Tier 5 — Synthetic regression test (every change)¶

The synthetic demonstration cohort (Jane Marie Demo) is the regression bedrock. Every code path in the pipeline runs against a bundle whose answers are known. When a defect is fixed in production data, write a fixture for it — add a clinically-realistic narrative or coded record to the synthetic CCDA that exercises the previously-broken path — and confirm the pipeline still produces the expected output.

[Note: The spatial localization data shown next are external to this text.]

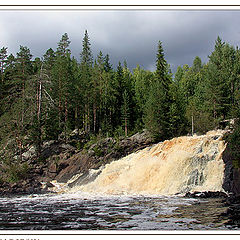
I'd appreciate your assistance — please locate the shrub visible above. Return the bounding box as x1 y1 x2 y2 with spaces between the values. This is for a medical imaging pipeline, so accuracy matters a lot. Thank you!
5 162 30 183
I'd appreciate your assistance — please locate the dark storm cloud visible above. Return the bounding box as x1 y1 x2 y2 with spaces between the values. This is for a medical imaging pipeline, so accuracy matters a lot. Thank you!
1 10 240 72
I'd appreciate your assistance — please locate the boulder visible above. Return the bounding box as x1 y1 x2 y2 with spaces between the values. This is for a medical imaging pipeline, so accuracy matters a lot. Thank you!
22 146 36 160
185 191 228 198
129 130 152 144
0 178 46 197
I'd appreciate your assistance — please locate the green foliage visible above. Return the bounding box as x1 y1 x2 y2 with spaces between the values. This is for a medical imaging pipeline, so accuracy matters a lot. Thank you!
83 134 100 150
92 145 104 157
225 118 240 168
4 161 29 183
114 125 125 139
144 81 170 141
143 41 172 141
2 32 240 184
121 90 130 137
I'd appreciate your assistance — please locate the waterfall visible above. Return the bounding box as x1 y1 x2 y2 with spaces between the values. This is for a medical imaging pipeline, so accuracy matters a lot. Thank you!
68 130 227 196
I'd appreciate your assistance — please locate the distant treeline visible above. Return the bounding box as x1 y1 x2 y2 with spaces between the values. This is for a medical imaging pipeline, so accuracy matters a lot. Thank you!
0 31 240 159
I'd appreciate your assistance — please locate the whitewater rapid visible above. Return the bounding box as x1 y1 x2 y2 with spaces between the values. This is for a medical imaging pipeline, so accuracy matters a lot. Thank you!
65 130 227 196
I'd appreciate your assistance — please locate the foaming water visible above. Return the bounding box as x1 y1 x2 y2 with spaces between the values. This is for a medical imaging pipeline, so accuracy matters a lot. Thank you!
69 130 227 195
0 130 231 230
0 193 231 230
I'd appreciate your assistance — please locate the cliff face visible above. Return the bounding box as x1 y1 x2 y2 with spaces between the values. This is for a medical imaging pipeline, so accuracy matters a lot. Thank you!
222 144 240 195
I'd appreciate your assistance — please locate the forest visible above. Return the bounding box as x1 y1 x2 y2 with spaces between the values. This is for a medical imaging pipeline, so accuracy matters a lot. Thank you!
0 30 240 174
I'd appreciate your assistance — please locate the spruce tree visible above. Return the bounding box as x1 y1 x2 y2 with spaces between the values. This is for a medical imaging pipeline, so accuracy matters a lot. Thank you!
79 30 93 133
192 56 202 73
207 37 231 120
144 41 172 141
43 48 56 73
99 54 116 135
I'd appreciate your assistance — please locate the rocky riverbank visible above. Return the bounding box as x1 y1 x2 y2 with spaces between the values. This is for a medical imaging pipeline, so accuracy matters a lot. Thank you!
1 129 240 199
221 194 240 228
0 130 153 197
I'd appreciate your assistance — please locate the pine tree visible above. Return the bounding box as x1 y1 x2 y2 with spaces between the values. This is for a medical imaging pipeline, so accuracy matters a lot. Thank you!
51 33 72 141
56 33 71 57
15 46 33 129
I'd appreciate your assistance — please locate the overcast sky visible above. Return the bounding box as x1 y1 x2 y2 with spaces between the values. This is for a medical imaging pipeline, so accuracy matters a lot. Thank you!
1 9 240 72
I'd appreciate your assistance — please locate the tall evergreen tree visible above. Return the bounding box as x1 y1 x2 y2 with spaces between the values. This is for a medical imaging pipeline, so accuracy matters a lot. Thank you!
15 46 33 129
43 48 56 73
192 56 202 73
99 54 116 135
56 33 71 57
51 33 72 140
207 36 230 120
79 30 93 133
144 41 172 140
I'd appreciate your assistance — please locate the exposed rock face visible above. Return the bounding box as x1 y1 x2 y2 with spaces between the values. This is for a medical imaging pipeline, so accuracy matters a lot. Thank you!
50 130 153 184
0 179 46 197
41 141 76 160
22 146 36 160
185 191 228 198
222 144 240 195
221 194 240 228
0 130 153 195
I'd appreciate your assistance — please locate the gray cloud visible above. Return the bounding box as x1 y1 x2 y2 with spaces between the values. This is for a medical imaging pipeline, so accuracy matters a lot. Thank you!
1 10 240 72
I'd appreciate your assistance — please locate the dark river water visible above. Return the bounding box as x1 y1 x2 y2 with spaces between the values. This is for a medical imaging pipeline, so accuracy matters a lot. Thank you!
0 193 238 231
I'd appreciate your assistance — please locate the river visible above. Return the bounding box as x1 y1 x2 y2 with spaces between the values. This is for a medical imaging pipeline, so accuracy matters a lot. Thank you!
0 130 237 231
0 192 236 230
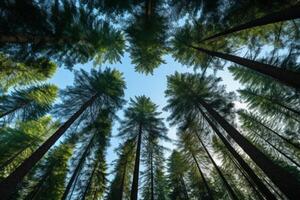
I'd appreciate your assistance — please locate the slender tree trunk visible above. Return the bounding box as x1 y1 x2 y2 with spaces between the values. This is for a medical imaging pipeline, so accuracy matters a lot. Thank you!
190 45 300 89
68 172 81 200
130 124 142 200
24 167 53 200
250 129 300 168
190 152 214 200
150 149 154 200
229 154 265 200
0 103 27 119
262 177 285 199
198 107 277 200
242 89 300 116
0 94 98 200
195 133 238 200
81 160 99 200
119 159 128 200
250 114 300 150
197 98 300 199
200 5 300 42
180 177 189 200
61 135 95 200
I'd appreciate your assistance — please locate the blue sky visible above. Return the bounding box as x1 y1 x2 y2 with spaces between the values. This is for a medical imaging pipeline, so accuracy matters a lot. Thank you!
48 52 243 171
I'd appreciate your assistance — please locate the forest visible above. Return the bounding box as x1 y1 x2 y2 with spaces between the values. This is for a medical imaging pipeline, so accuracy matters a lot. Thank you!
0 0 300 199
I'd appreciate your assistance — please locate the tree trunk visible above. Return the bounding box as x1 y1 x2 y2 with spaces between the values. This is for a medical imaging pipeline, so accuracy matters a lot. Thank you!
61 135 95 200
200 5 300 42
229 153 265 200
0 94 98 200
0 102 27 119
198 107 276 200
81 160 99 200
130 124 142 200
195 133 238 200
198 98 300 199
250 129 300 168
190 152 214 200
150 149 154 200
190 46 300 89
24 167 53 200
180 177 189 200
119 159 128 200
249 114 300 150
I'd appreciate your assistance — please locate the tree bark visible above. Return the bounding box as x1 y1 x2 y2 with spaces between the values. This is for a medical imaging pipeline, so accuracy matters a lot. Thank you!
198 107 276 200
190 151 214 200
198 98 300 199
200 5 300 42
190 45 300 89
195 133 238 200
61 135 95 200
130 124 142 200
0 94 98 200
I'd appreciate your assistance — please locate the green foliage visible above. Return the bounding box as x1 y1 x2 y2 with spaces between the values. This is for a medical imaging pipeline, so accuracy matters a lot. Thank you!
126 13 169 74
0 54 56 92
167 151 190 200
18 136 76 200
0 0 125 69
106 139 136 200
0 84 58 123
0 116 59 179
54 68 126 124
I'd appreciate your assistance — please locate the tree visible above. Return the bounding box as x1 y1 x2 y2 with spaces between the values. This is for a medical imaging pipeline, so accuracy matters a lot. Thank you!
0 84 58 123
167 151 190 200
238 110 300 169
118 96 167 200
239 87 300 123
106 139 136 200
164 72 300 199
62 110 114 200
141 133 169 200
177 130 216 200
0 68 125 199
200 4 300 42
0 54 56 92
172 24 300 89
0 116 59 177
126 0 169 74
0 0 125 69
16 134 77 200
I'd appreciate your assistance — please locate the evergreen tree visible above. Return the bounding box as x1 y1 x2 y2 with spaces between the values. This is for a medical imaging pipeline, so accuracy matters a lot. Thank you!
118 96 167 200
167 151 190 200
0 0 125 69
0 68 125 199
106 139 136 200
0 116 59 178
0 84 58 123
0 54 56 92
164 72 300 199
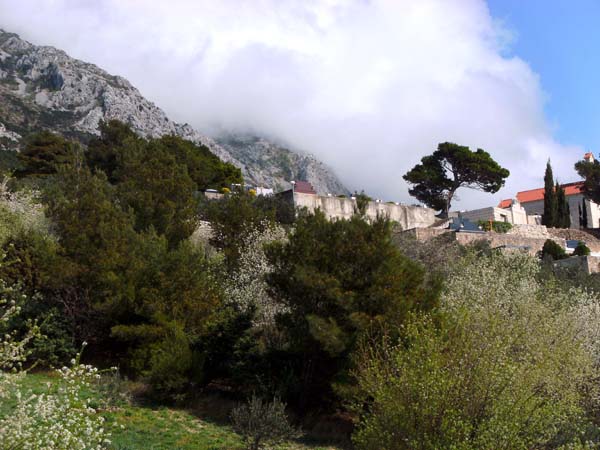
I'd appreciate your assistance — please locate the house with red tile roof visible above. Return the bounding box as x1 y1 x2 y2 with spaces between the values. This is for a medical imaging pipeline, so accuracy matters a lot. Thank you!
513 181 585 205
498 198 513 209
497 177 600 229
461 154 600 229
291 180 317 194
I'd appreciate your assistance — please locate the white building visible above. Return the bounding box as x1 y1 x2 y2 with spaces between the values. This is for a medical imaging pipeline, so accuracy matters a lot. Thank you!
254 186 274 196
496 153 600 229
458 200 537 226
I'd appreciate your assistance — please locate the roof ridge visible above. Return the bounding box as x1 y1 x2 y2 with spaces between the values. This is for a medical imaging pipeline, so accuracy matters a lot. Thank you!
516 181 584 203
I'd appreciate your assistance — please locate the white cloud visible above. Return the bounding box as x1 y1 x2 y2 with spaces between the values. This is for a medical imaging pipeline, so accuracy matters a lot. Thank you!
0 0 584 208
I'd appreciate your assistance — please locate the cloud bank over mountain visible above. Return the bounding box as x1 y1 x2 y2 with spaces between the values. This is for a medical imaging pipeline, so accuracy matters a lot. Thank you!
0 0 583 208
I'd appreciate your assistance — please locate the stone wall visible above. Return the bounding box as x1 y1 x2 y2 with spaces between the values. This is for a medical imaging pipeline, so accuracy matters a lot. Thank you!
554 255 600 274
546 227 600 252
404 226 565 256
455 232 564 255
506 224 551 239
403 227 451 241
291 192 437 230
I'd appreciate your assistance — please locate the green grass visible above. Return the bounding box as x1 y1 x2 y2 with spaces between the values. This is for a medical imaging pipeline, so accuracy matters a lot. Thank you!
105 406 243 450
4 372 342 450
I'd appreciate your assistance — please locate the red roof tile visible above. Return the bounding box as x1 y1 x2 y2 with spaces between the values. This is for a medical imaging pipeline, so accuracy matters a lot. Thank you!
293 180 316 194
498 199 513 208
516 181 584 204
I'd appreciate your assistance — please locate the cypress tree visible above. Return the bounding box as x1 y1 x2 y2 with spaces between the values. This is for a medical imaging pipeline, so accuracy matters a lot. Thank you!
542 161 557 227
556 183 571 228
582 198 588 229
556 183 563 227
563 190 571 228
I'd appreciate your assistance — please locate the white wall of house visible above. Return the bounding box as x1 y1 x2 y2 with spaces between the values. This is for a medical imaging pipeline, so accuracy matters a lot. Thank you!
521 195 600 229
459 202 529 225
584 197 600 228
255 187 274 196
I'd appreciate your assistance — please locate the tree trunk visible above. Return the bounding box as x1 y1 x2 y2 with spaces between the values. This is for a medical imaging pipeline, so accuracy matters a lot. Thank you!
441 188 456 218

The synthetic cohort is small enough to run end-to-end in seconds, so making this a pre-commit / CI check is reasonable. A minimum CI check:

python run_pipeline.py        # produces dashboard_data.json + master CSVs + code_inventory.csv
python omop_etl.py            # produces OMOP output
python note_extraction.py     # produces note_extractions.csv
python phenopackets_etl.py    # produces Phenopackets output
python qc_assert.py           # the script that codifies the expected counts

qc_assert.py reads the outputs and checks invariants: patient count = 1, ALS appears in diseases, ALSFRS-R total appears in measurements, etc. Any failure is a regression.

Reproducibility expectations¶

Every output that depends on a vocabulary should record the vocabulary version it used. OMOP's CDM_SOURCE.csv does this for the standard concept set; the Phenopackets metaData.resources[] block does the same for HPO/Mondo/LOINC/RxNorm/SNOMED/ICD-10-CM/HGNC. The folder names — omop_output_<vocab_release>/ and phenopackets_output_HPO-<release>_Mondo-<release>/ — carry the same information at the filesystem level.

The combination means that for any output file, anyone can reconstruct the exact mapping decisions that produced it. This matters for audits, for downstream sharing, and for the case where a vocabulary update produces a different mapping for the same source code.

Summary — what to do, when¶

Trigger	Tiers to run
Every pipeline invocation	1, 2, 3, 5 (automated)
Pilot phase, monthly	4 (clinician spot-review)
Post-pilot, quarterly	4
After seed-table edit	4 + 5 (focused on changed mappings)
After Athena vocabulary update	All five tiers; diff vs. previous run
Before submitting Phenopackets to Matchmaker	4 on the submission set
Before publishing OMOP cohort to a federated study	All five tiers

The only tier requiring human time is Tier 4. The others should run automatically and fail loudly. If a registry can't allocate clinician time for monthly Tier 4 review during pilot, scale back automated outputs (e.g., produce Phenopackets but don't submit them) until that capacity exists.